We spent 4 days in and around Dublin. Dublin looks after its writers. It names bridges after them, it has a Writers' Museum, a Writers' Centre, and bookshops have sections on Irish fiction and poetry. At least 2 of the bookshops have displays of literary magazines (including British ones like Rialto, PN Review, etc). I bought a "Poetry Ireland Review", "The Stinging Fly" and "Town and Country", a collection of stories edited by Kevin Barry. I've not seen "The Stinging Fly" before, though I've heard about it.

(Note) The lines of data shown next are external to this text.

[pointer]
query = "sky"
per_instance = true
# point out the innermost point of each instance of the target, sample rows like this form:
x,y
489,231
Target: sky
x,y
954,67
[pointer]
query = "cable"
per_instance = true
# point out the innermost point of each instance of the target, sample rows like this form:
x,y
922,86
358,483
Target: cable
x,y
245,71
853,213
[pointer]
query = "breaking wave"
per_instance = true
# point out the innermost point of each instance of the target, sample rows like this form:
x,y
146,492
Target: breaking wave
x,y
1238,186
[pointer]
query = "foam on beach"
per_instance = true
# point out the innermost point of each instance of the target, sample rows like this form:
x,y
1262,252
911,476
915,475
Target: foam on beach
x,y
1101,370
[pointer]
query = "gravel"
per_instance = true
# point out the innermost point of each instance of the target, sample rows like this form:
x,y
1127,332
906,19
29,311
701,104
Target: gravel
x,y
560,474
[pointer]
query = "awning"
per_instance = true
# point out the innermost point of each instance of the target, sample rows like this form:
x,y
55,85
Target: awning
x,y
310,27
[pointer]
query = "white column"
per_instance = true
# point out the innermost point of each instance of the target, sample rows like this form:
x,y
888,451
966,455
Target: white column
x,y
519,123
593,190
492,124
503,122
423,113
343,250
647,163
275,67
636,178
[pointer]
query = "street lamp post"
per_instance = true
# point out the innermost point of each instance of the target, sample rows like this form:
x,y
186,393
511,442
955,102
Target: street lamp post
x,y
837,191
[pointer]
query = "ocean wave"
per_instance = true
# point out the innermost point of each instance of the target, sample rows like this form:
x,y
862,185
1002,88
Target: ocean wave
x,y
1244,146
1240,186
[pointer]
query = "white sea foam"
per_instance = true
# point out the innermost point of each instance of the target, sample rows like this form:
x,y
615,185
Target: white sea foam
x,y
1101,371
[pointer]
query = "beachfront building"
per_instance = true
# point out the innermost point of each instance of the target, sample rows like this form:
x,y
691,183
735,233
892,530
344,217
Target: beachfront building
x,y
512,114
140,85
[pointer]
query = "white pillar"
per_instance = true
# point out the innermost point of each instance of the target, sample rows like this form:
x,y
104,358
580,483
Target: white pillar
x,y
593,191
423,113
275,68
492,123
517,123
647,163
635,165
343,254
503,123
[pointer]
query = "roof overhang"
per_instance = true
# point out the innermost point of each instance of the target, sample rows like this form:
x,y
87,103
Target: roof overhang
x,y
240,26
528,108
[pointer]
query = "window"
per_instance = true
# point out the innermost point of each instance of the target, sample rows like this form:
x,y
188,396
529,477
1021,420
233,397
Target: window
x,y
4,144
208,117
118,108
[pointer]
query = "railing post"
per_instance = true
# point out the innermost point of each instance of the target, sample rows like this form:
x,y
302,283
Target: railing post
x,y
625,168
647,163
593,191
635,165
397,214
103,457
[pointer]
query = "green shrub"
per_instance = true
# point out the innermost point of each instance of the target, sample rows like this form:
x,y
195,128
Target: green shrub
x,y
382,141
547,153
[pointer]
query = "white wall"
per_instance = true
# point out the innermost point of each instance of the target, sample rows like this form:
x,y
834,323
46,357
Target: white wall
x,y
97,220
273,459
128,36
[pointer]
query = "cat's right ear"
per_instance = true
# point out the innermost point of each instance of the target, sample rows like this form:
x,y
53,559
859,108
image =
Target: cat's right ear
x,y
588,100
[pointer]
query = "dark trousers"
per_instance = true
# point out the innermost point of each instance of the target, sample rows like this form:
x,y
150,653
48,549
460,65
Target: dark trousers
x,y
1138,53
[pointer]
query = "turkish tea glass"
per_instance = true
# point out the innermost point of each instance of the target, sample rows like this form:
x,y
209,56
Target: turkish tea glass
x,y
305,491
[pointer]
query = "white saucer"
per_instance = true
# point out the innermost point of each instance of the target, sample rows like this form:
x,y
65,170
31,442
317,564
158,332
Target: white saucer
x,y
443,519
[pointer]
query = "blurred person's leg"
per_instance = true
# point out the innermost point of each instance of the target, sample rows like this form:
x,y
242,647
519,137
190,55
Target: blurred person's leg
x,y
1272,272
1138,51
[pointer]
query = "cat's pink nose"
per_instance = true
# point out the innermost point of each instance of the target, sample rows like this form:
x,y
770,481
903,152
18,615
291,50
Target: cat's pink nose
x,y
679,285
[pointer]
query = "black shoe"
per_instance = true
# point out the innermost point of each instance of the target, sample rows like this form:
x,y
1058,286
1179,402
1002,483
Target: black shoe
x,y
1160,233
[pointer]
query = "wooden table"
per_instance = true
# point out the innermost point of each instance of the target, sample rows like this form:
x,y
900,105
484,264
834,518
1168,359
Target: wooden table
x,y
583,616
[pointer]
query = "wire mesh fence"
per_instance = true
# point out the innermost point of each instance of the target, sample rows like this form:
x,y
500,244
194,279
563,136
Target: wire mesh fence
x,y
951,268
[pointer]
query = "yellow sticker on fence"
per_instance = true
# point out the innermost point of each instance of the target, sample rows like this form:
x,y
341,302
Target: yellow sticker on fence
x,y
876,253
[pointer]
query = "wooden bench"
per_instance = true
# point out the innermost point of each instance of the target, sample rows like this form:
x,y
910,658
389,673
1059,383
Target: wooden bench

In September they tweeted that for their next issue they'd received 800+ submissions including more than 500 short stories. Getting a story published in it is hard work.

Beckett's bridge opens fortnightly. His phone is on show - it had a button to block incoming calls. Joyce is mentioned in many more places around the town. The James Joyce bridge leads straight to the house of the dead.

A literary pub-crawl is available, but the trend nowadays seems to be that bookshops have associated cafes or tea-rooms. The Winding Stair isn't the only shop to sell both new and second-hand books. It features on a 72c stamp.

Dublin has the highest smock windmill in Europe, a Leprechaun museum, and an abundance of tattoo shops and massage parlours. We saw the bog people. We went to Howth (where we saw cormorants, a curlew, and net-mending workshops side-by-side with sea-food restaurants) and Dalkey. We passed several Martello towers, but didn't see the one that's in Ulysses. My wife saw the Book of Kells. Trinity College at noon was just like being in Cambridge between lectures. We learnt that they call a half a glass. Speed limits are in km/h. The weather was too good to be true.